A man who ran away as a 17-year-old to fight in the First World War is to receive a prestigious gallantry award from the French more than 80 years later.

James Davidson, now 101 and living in a Keighley nursing home, fought in some of the bloodiest battles in France between 1914 and 1918.

Now, more than 80 years later, the French are to present him with Legion d'Honneur - the Legion of Honour - which until recently was only presented to French heroes.

Mr Davidson, who lives at the Northfield Manor Residential Home in Keighley, says he is delighted he is being honoured for his courage and sacrifice by the French Government.

It will join the other World War One medals he received in 1918 - the rare Mons Star, only given to soldiers who fought in the first few months, the 1914-18 British War Medal and 1914-19 Victory Medal.

Today his grand-daughter Gillian Warriner, of Bingley, said: "We are very proud of grandfather and he is delighted with the award but he has a very short-term memory. He now doesn't want to talk about the war whereas a few years ago he would tell some tales.

"He told us how he occasionally fell asleep on sentry duty and how, when he was gassed, they took him to the mortuary before they found he was still alive."

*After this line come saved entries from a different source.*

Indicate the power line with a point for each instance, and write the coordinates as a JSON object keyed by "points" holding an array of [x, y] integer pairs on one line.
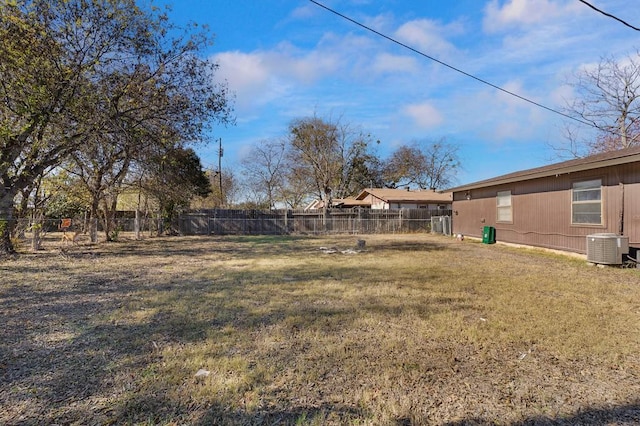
{"points": [[458, 70], [609, 15]]}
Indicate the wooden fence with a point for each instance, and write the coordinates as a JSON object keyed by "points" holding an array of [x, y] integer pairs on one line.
{"points": [[282, 222]]}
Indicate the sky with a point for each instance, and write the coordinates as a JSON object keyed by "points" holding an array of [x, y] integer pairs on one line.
{"points": [[289, 59]]}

Now he enjoys the quiet life and seeing his great grandchildren Lucy, four, Emily, three and three-months-old Dominic.

The French Government today confirmed he is to receive the Legion of Honour which would be sent on to the Royal British Legion West Yorkshire branch which will arrange the presentation.

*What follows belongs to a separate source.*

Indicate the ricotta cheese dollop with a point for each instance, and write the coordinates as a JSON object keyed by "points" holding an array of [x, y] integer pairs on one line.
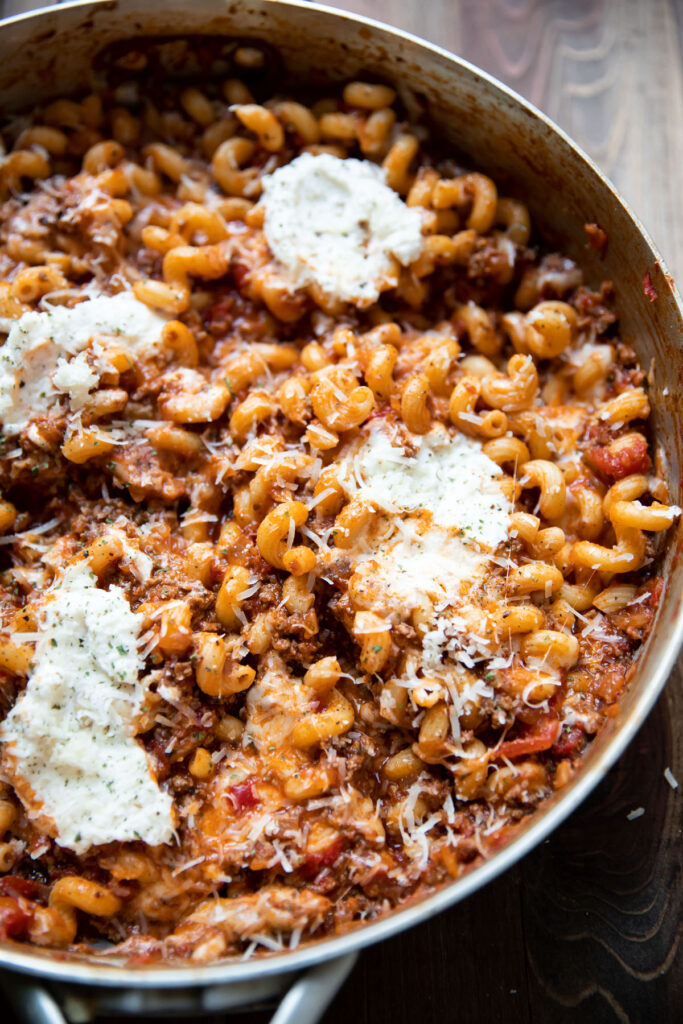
{"points": [[70, 749], [335, 223], [44, 353], [440, 513], [445, 474]]}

County officer David Durrans said as soon as it arrived he hoped to arrange a special presentation, possibly involving the Lord Mayor of Bradford.

"This is a very proud occasion for Mr Davidson and the Royal British Legion. The French Government wanted to honour these men and this year - the 80th anniversary of the armistice - is the last occasion they could do it."

He is one of only 250 throughout the country to receive the medal.

Mr Davidson, a retired farmer who was in the Lancashire Fusiliers, fought in the battle of the Somme in the summer of 1916.

He also faced tragedy at home when his wife Sarah died, aged 29, giving birth to their only daughter, Laura.

Milestones in the life of James Davidson

1897: Mr Davidson is born on the family farm in Cumbria on January 25. Soon after his 17th birthday he runs away to join the army.

About 1914: He enlists in the Lancashire Fusiliers and soon after training is posted out to France where he fights in the first great battle of Mons, which saw the British army in retreat.

1916: Sees him at the battle of the Somme which started on July 1, a notorious day in the history of the British army. There were 60,000 casualties on the first day - 20,000 dead - the highest in any single day of any army in the war. He is gassed, and presumed dead - but pulls through.

1918: At the end of the war he returns to farming in Cumbria.

1933: Tragedy strikes when his wife Sarah dies, aged 29, shortly after giving birth to daughter Laura.

1965: He retires and continues to live at home until the late 1990s when his granddaughter Gillian Warriner, of Bingley, gets him to move to Yorkshire to live at Northfield Manor residential home, Keighley.

1998: Honoured by the French and awarded the Legion d'Honneur medal for his courage and sacrifice in the 1914-18 War.